Now, researchers in the Telomere-to-Telomere (T2T) Consortium, an international collaboration that comprises around 30 institutions, have filled in those gaps. In a 27 May preprint1 entitled ‘The complete sequence of a human genome’, genomics researcher Karen Miga at the University of California, Santa Cruz, and her colleagues report that they’ve sequenced the remainder, in the process discovering about 115 new genes that code for proteins, for a total of 19,969.
The newly sequenced genome — dubbed T2T-CHM13 — adds nearly 200 million base pairs to the 2013 version of the human genome sequence.
This time, instead of taking DNA from a living person, the researchers used a cell line derived from what’s known as a complete hydatidiform mole, a type of tissue that forms in humans when a sperm inseminates an egg with no nucleus. The resulting cell contains chromosomes only from the father, so the researchers don’t have to distinguish between two sets of chromosomes from different people.
Miga says the feat probably wouldn’t have been possible without new sequencing technology from Pacific Biosciences in Menlo Park, California, which uses lasers to scan long stretches of DNA isolated from cells — up to 20,000 base pairs at a time. Conventional sequencing methods read DNA in chunks of only a few hundred base pairs at a time, and researchers reassemble these stretches like puzzle pieces. The larger pieces are much easier to put together, because they are more likely to contain sequences that overlap.
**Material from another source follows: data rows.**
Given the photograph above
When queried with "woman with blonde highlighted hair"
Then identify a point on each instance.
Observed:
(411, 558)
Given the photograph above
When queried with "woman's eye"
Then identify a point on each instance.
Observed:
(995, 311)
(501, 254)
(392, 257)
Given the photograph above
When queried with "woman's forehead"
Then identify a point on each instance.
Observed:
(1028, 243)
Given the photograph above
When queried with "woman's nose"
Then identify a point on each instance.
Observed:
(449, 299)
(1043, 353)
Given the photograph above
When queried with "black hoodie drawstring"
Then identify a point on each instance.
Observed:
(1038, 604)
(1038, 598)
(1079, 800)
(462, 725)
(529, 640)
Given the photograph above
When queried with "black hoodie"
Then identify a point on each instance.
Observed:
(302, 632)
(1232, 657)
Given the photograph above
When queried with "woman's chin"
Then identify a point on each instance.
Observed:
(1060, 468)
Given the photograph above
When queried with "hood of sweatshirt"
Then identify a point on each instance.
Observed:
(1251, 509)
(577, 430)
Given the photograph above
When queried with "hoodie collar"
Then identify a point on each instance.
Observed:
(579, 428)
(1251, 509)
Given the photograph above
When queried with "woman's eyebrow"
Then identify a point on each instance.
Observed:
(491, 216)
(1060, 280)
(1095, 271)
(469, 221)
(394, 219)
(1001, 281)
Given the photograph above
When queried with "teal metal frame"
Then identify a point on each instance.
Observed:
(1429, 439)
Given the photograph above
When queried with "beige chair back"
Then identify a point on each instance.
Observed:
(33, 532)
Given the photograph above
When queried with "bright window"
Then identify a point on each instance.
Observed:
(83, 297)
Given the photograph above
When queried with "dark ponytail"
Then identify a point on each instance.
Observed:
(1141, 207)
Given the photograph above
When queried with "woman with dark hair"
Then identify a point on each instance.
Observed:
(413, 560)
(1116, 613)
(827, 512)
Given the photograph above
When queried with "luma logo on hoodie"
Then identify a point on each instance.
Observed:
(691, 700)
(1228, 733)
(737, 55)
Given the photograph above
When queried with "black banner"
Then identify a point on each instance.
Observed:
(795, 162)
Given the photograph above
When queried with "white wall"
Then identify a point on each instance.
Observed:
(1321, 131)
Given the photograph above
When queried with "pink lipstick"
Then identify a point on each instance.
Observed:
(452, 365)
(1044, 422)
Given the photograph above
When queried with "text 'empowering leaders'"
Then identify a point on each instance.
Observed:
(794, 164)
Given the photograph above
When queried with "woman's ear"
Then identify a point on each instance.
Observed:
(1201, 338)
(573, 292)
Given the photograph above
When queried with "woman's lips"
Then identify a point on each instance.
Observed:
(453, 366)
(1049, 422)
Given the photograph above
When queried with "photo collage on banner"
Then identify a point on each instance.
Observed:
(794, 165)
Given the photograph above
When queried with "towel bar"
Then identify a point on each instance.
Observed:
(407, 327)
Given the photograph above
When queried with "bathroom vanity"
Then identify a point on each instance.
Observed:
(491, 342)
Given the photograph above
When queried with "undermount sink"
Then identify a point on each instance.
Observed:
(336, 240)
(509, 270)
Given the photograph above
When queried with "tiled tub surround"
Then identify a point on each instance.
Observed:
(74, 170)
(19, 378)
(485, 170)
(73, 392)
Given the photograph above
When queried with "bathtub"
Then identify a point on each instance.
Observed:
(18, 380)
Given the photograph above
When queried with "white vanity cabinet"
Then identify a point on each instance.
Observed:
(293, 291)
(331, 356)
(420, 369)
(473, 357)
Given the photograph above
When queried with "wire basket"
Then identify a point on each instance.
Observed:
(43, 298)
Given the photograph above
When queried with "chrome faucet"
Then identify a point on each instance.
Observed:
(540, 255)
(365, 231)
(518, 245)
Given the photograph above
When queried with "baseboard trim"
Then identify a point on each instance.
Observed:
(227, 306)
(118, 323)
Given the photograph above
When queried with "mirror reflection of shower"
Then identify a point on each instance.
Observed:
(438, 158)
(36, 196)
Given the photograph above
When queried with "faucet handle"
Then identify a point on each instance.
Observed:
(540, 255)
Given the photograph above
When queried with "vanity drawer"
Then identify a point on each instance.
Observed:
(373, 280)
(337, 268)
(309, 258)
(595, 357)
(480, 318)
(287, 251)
T2T-CHM13 is not the last word on the human genome, however. The T2T team had trouble resolving a few regions on the chromosomes, and estimates that about 0.3% of the genome might contain errors. There are no gaps, but Miga says quality-control checks have proved difficult in those areas. And the sperm cell that formed the hydatidiform mole carried an X chromosome, so the researchers have not yet sequenced a Y chromosome, which typically triggers male biological development.